Quer dizer, o Tempo não é santo, uma hora ele devolve a conta. Daí a desgraça é saber se o bolso já tem dinheiro suficiente pra quitar pelo menos uma parte da dívida. O Tempo é mais agiota do que curandeiro, chega uma hora em que, ou você paga, ou ele vem quebrar suas pernas. E quem procura um agiota senão os desesperados? E não tem homem, mulher, velho, novo, que não bata na porta do prestamista de mão estendida pedindo arrego. E a bem da verdade o Tempo de dentro às vezes precisa parar, mesmo que as engrenagens do relógio de dentro enrosquem em um atrito esporádico com a multidão de engrenagens do lado de fora. Não tem como existirem tantos mecanismos sem alguma fricção, e nisso o Tempo também se desgasta, cria faíscas, enche o chão de limalhas que a gente tem que recolher senão fazem uma sujeira danada.
Eu escolhi fazer da minha vida uma grande observação de coisas no tempo, geralmente coisas que tenham a ver com gente. Mas aprendi logo no comecinho da minha formação que só posso olhar para as consequências das ações e tirar daí conclusões sobre o mundo; o que é bastante confuso porque eu também vivo num presente que só me deixa ver as ações em si, ou seja, as consequências são pedaços inatingíveis de um futuro holográfico.
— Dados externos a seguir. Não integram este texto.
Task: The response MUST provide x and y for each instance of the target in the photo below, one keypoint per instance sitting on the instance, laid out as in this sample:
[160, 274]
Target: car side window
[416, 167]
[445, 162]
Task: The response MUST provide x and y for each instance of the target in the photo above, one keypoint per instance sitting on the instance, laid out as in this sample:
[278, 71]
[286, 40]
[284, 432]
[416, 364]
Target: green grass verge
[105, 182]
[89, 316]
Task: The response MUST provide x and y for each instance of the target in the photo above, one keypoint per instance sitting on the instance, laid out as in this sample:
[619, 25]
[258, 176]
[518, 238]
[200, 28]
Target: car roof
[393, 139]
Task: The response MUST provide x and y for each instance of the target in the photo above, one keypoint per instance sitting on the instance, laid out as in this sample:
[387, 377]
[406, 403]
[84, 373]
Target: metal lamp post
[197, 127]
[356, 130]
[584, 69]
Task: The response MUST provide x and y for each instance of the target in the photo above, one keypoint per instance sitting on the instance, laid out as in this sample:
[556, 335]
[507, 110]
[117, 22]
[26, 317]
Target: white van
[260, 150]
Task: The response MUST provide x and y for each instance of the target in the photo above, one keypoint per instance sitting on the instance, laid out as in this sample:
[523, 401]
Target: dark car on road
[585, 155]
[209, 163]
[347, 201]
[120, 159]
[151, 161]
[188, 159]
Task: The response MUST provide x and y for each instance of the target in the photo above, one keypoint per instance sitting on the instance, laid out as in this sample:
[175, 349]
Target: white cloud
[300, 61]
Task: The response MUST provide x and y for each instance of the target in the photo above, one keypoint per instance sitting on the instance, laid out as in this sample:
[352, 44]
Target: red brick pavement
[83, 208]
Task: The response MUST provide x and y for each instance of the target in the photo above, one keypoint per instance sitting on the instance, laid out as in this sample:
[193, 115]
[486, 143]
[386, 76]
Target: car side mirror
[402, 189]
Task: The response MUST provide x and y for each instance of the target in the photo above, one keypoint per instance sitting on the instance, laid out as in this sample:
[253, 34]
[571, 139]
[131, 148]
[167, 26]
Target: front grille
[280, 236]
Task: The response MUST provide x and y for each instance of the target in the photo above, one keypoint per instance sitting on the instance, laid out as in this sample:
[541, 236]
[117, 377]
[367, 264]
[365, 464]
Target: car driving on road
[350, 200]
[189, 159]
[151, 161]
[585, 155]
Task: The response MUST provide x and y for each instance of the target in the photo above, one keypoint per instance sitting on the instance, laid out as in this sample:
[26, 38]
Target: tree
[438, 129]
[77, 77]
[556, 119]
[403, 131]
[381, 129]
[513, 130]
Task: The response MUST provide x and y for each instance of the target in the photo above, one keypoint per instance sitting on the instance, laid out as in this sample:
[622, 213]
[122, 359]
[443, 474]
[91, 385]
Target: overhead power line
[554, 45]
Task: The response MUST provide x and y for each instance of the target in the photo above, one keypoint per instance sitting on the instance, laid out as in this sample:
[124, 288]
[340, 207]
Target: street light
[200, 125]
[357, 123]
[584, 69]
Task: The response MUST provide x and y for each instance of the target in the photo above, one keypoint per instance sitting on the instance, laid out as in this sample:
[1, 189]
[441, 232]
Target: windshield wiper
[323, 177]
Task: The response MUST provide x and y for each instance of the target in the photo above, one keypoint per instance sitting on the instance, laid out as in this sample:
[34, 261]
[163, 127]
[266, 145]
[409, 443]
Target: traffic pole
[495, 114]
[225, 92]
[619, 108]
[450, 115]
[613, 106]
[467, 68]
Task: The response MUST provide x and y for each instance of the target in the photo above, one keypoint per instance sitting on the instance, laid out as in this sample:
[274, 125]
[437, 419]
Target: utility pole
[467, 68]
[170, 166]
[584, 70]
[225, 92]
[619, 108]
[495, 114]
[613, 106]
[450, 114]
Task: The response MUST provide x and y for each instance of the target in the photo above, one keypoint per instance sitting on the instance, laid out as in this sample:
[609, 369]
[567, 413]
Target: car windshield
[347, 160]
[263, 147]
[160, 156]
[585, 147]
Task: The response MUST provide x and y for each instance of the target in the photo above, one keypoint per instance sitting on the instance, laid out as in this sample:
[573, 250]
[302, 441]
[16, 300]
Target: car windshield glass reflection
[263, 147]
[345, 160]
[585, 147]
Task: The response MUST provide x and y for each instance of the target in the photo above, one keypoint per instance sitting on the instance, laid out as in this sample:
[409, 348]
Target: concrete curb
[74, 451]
E costuma ser bem difícil acomodar as duas experiências, amarrado num momento entre um futuro incontrolável e um passado acabado e frequentemente incompleto. Consciente do tempo como construção social & etc e desejoso de pedir fiado ao Tempo pra segurar um pouco a barra enquanto minha cabeça está girando. E, por algum motivo, viver entre essa e outras contradições me fazem bem, mantém algum sabor de caos existencial que funciona em mim, que me deixa são diante da inconsistência da vida.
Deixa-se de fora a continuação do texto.